The problem here is that you’re passing in zero-based arrays but the assumption in the kernel is that they are default one-based arrays. The fix is to set the lower bounds of “a” in the kernel to zero. Also, since “b” is a scalar, I’d recommend passing it in by value rather than create a device variable.
example.cuf:
module parameters
implicit none
integer,parameter::nx=2
integer,parameter::ny=2
integer,parameter::nxny=(nx+1)*(ny+1)
end module
!==========================================================================
!==========================================================================
module simpleOps_m
contains
attributes(global)subroutine increment(a,b)
use parameters
implicit none
integer,dimension(0:,0:)::a
integer, value ::b
integer::idx,i,j,n,nx_1
nx_1=nx+1
idx=(blockIdx%x-1)*blockDim%x+threadIdx%x-1
j=int(idx/nx_1)
i=mod(idx,nx_1)
if (idx < nxny) then
print *, 1,i,j,idx,a(i,j),b
a(i,j)=a(i,j)+b
print *, 2,i,j,idx,a(i,j),b
end if
end subroutine increment
end module simpleOps_m
!==========================================================================
!==========================================================================
program main
use cudafor
use parameters
use simpleOps_m
implicit none
integer,dimension(:,:), allocatable::a
integer, device,dimension(:,:), allocatable::a_d
integer::i,j,b,status,tPB=256
allocate(a(0:nx,0:ny))
a=1
b=3
allocate(a_d(0:nx,0:ny))
do j=0,ny
do i=0,nx
write(*,'(6I6)') 1,i,j,a(i,j),b
end do
end do
!write(*,*) 'a=',a,'b=',b
a_d=a
call increment<<<ceiling(real(nxny)/tPB),tPB>>>(a_d,b)
a=a_d
if (any(a /=4)) then
write(*,*) 'program failed'
else
write(*,*) 'program passed'
end if
write(*,*) ceiling(real(nxny)/tPB),tPB
do j=0,ny
do i=0,nx
write(*,'(6I6)') 2,i,j,a(i,j),b
end do
end do
!deallocate(a,a_d)
end program main
!==========================================================================
% nvfortran example.cuf ; a.out
1 0 0 1 3
1 1 0 1 3
1 2 0 1 3
1 0 1 1 3
1 1 1 1 3
1 2 1 1 3
1 0 2 1 3
1 1 2 1 3
1 2 2 1 3
1 0 0 0 1 3
1 1 0 1 1 3
1 2 0 2 1 3
1 0 1 3 1 3
1 1 1 4 1 3
1 2 1 5 1 3
1 0 2 6 1 3
1 1 2 7 1 3
1 2 2 8 1 3
2 0 0 0 4 3
2 1 0 1 4 3
2 2 0 2 4 3
2 0 1 3 4 3
2 1 1 4 4 3
2 2 1 5 4 3
2 0 2 6 4 3
2 1 2 7 4 3
2 2 2 8 4 3
program passed
1 256
2 0 0 4 3
2 1 0 4 3
2 2 0 4 3
2 0 1 4 3
2 1 1 4 3
2 2 1 4 3
2 0 2 4 3
2 1 2 4 3
2 2 2 4 3
Hope this helps,
Mat
Hi Mat,
Thank you so much for your help — your reply was extremely helpful! I had been stuck on this issue for several days.

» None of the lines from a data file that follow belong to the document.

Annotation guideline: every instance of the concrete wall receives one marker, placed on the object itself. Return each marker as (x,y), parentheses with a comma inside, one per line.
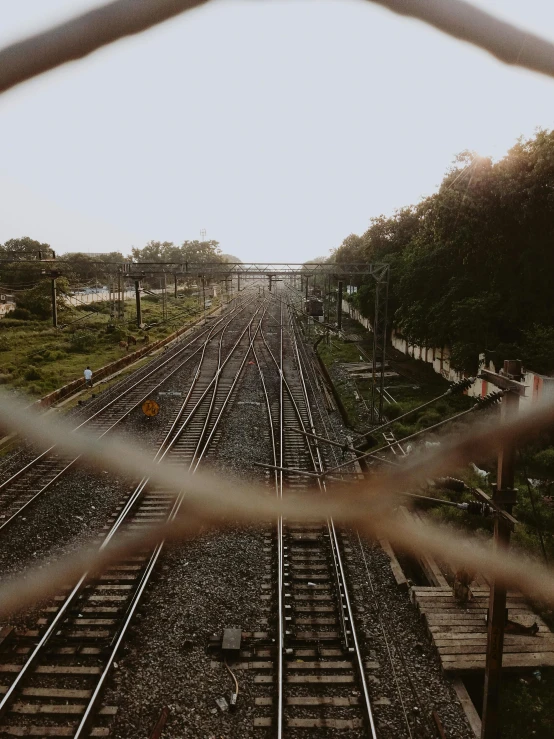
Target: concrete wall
(539,387)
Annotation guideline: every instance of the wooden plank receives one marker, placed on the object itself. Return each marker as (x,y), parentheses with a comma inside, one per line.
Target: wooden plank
(51,693)
(54,670)
(320,679)
(324,723)
(481,649)
(322,700)
(317,635)
(509,661)
(470,711)
(395,566)
(58,708)
(542,641)
(45,731)
(319,665)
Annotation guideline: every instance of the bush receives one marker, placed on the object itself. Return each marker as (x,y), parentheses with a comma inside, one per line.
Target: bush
(429,418)
(393,411)
(32,373)
(82,341)
(20,314)
(116,333)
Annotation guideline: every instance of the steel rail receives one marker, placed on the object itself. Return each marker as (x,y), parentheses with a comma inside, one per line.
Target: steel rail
(338,561)
(68,466)
(329,429)
(76,590)
(118,397)
(81,729)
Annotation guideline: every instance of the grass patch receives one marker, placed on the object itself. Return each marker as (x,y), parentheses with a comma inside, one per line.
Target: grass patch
(37,358)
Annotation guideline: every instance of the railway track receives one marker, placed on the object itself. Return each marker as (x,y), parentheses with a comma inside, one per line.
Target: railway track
(23,488)
(53,676)
(319,676)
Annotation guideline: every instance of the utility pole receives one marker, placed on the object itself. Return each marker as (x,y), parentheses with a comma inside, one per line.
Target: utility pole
(339,307)
(119,296)
(504,498)
(53,275)
(54,304)
(137,279)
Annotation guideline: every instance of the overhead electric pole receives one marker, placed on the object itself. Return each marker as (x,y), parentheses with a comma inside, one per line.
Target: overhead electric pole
(504,496)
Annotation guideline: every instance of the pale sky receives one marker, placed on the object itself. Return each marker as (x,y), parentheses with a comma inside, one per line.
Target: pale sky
(279,127)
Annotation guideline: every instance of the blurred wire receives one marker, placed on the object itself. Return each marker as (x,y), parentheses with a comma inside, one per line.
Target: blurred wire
(86,33)
(82,35)
(505,41)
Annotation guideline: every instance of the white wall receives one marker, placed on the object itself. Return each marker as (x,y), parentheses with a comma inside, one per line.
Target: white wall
(539,387)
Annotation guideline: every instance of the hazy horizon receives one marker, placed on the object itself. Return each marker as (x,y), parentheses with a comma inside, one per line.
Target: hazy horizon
(279,128)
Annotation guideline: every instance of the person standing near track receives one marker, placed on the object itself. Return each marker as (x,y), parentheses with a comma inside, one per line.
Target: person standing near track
(88,377)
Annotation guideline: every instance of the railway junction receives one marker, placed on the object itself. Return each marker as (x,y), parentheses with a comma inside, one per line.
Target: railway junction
(285,629)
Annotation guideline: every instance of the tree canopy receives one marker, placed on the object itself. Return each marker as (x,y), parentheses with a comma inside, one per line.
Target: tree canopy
(472,265)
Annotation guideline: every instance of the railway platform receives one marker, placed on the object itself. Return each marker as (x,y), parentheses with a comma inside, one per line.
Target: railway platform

I tried the three cases (0:,0:), (:,:), and (1:,1:), and just as you said, “the assumption in the kernel is that they are default one-based arrays.” That was exactly the key.
I really appreciate your assistance.
By the way, I’m currently learning CUDA Fortran. Would you be able to recommend any learning materials — books, papers, manuals, or anything else you think is useful?
Thanks again, and I hope you have a great day!
CUDA Fortran for Scientists and Engineers is quite good.
Then we have the CUDA Fortran Programmer’s Guide, but this is more for the syntax rather than examples like the Book.
The Fortran CUDA Interface Guide is also very helpful if you’re calling CUDA Libraries.
There is a new edition of the CUDA Fortran for Scientists and Engineer book:
got it!
thanks mat, you are my hero!
have a nice day~
thank you my friend! it is really helpful!